Forum Moderators: open
http://example.com/directory/file.html
That page has links to:
/
/directory/otherfile.html
/page.html
All the links on the page start with a slash.
Clients that use Internet Explorer end up frequently requesting
http://example.com/directory/
with a referrer of
http://example.com/directory/file.html
despite the fact that there are no links to the directory on the page.
We don't have an index page, and for technical reasons, it is is difficult for us to create one. So, IE users end up getting lots of 403 forbidden errors.
Yahoo slurp also requests http://example.com/directory/ but safari, firefox, googlbot, msnbot, and other user agents *never* seem to fetch the directory url.
What could IE and Slurp possibly be seeing on these pages as a link to the directory that no other user agent sees? Has anybody run across anything like this before?
We don't have an index page, and for technical reasons, it is is difficult for us to create one.
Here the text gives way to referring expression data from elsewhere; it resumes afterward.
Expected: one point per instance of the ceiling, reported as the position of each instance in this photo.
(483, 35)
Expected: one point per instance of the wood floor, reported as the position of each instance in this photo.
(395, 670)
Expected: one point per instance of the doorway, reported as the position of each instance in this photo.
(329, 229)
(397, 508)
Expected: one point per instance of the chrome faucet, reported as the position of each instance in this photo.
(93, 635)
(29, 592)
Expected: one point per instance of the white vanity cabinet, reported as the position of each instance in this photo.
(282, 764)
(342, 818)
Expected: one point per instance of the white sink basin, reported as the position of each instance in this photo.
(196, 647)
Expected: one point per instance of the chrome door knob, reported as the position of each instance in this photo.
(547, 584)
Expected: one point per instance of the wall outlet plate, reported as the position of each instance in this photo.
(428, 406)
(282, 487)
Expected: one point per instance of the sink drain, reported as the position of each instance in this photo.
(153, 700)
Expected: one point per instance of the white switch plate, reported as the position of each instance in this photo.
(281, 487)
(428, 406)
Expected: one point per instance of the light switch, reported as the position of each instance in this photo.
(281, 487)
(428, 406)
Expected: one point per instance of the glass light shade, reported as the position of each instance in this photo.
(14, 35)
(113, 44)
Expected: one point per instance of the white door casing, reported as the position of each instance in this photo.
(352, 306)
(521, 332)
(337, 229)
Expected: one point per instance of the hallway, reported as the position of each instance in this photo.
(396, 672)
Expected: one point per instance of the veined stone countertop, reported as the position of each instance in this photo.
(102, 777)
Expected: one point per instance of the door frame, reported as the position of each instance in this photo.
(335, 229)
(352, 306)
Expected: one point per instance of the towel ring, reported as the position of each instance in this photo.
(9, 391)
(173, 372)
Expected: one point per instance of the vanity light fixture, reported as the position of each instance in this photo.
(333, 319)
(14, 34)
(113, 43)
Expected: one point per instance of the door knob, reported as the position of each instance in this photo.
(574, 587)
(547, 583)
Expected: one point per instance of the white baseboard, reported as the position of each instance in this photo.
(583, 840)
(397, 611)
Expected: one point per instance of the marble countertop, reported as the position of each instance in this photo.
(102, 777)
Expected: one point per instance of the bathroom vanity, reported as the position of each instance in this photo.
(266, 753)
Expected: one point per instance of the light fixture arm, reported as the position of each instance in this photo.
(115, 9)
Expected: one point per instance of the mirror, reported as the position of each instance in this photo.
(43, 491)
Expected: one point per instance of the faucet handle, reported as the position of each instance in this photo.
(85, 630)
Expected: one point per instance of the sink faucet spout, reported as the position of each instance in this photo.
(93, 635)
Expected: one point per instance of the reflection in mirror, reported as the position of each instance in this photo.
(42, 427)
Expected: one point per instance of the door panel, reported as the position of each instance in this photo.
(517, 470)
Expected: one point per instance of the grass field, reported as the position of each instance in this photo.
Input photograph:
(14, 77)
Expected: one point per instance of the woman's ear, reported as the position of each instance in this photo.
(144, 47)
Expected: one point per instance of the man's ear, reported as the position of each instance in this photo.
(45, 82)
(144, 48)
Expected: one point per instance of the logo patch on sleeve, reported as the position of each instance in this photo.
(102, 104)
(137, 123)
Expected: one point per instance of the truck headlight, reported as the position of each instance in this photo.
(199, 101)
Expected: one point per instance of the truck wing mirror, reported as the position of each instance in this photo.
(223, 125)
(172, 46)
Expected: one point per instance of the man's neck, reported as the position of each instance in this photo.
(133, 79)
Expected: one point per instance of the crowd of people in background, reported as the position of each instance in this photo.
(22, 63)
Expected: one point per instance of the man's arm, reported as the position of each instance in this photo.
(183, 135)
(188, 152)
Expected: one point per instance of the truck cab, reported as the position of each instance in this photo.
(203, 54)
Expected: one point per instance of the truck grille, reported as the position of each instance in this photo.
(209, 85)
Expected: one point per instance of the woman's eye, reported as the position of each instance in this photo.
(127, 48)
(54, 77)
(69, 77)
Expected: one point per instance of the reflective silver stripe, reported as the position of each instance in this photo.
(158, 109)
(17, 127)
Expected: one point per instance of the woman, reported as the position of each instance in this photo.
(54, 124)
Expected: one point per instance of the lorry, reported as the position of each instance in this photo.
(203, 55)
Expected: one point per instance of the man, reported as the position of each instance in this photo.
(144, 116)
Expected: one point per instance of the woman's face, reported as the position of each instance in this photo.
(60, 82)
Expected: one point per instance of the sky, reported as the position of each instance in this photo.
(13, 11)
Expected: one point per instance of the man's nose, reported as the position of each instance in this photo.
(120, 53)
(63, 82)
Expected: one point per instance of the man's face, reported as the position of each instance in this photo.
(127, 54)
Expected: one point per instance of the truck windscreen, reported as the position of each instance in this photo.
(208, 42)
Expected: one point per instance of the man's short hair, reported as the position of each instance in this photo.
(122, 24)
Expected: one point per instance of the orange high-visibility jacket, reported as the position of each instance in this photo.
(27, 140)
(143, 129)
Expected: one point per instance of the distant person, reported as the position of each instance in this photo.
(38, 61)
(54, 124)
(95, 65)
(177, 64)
So, IE users end up getting lots of 403 forbidden errors.
Can you set up a redirect so the users end up at a valid page instead?
Yahoo slurp also requests http://example.com/directory/ but safari, firefox, googlbot, msnbot, and other user agents *never* seem to fetch the directory url.
There must be a link somewhere. Or a Toolbar that is phoning home with someone's dev movements? Who knows...
Its also possible that someone is hacking the URI. Land here http://example.com/directory/file.html and then trim back to here http://example.com/directory/ to see what's there. Depends on your audience and if they are nosy or not. I do it quite frequently but I'm probably not the average site visitor either. And when I do it, my Google Toolbar is active so its sending information. ;)
People that explore the url by hand don't end sending a referrer string, so I don't think it is that either. Also, about 10% of IE users get to the directory level, which is a very high percent for url exploration.
The toolbar theory is a good one, but I'm not sure what what toolbar that would be or what it would be trying to do. If there is such a beast, I would like to somehow prevent it from doing that.
I would think there was a link too, but I've search the page source, and clicked on every link on the page. If there were a link I would expect that firefox and safari users would also follow it.
Ah, is there an external link though? Did someone maybe link to that page by accident? Or purposely? Do a site: search for that particular URI and see if the SE's have the reference indexed.
You will probably find, after looking at your raw server logs, that these are HTTP OPTIONS and PROPFIND requests for the directory "page," rather than GET requests. These are often accompanied by requests such as "GET /_vti_bin/owssvr.dll" with an IE user-agent, and "GET /_vti_inf.html" and "POST /_vti_bin/shtml.exe/_vti_rpc" with a FrontPage user-agent.
Because you have no directory index page, and your server likely has "Options -Indexes" set (or equivalent for IIS), the server responds with a 403 for the index requests.
The non-Microsoft browsers have no such integration with Office, so you won't see this problem with them.
Yahoo? What can I say? Their 'digging' for unlinked directory index pages is just annoying.
Jim
Something like this:
124.#*$!.#*$!.#*$! - - [16/May/2008:05:25:54 -0400] "GET /directory/ HTTP/1.1" 403 347 "http://www.example.com/directory/file.html" "Mozilla/4.0 (compatible; MSIE 7.0; Windows NT 5.1; .NET CLR 1.0.3705; .NET CLR 1.1.4322; Media Center PC 3.1)"
However, I do also see the _vti_ requests from the same IP addresses. So I think that your MS Office suite suggestion is correct.
And Yahoo may just be digging, they never send a referrer.
Thanks!
Is there a way to identify these background requests? Are there special headers that get sent for example?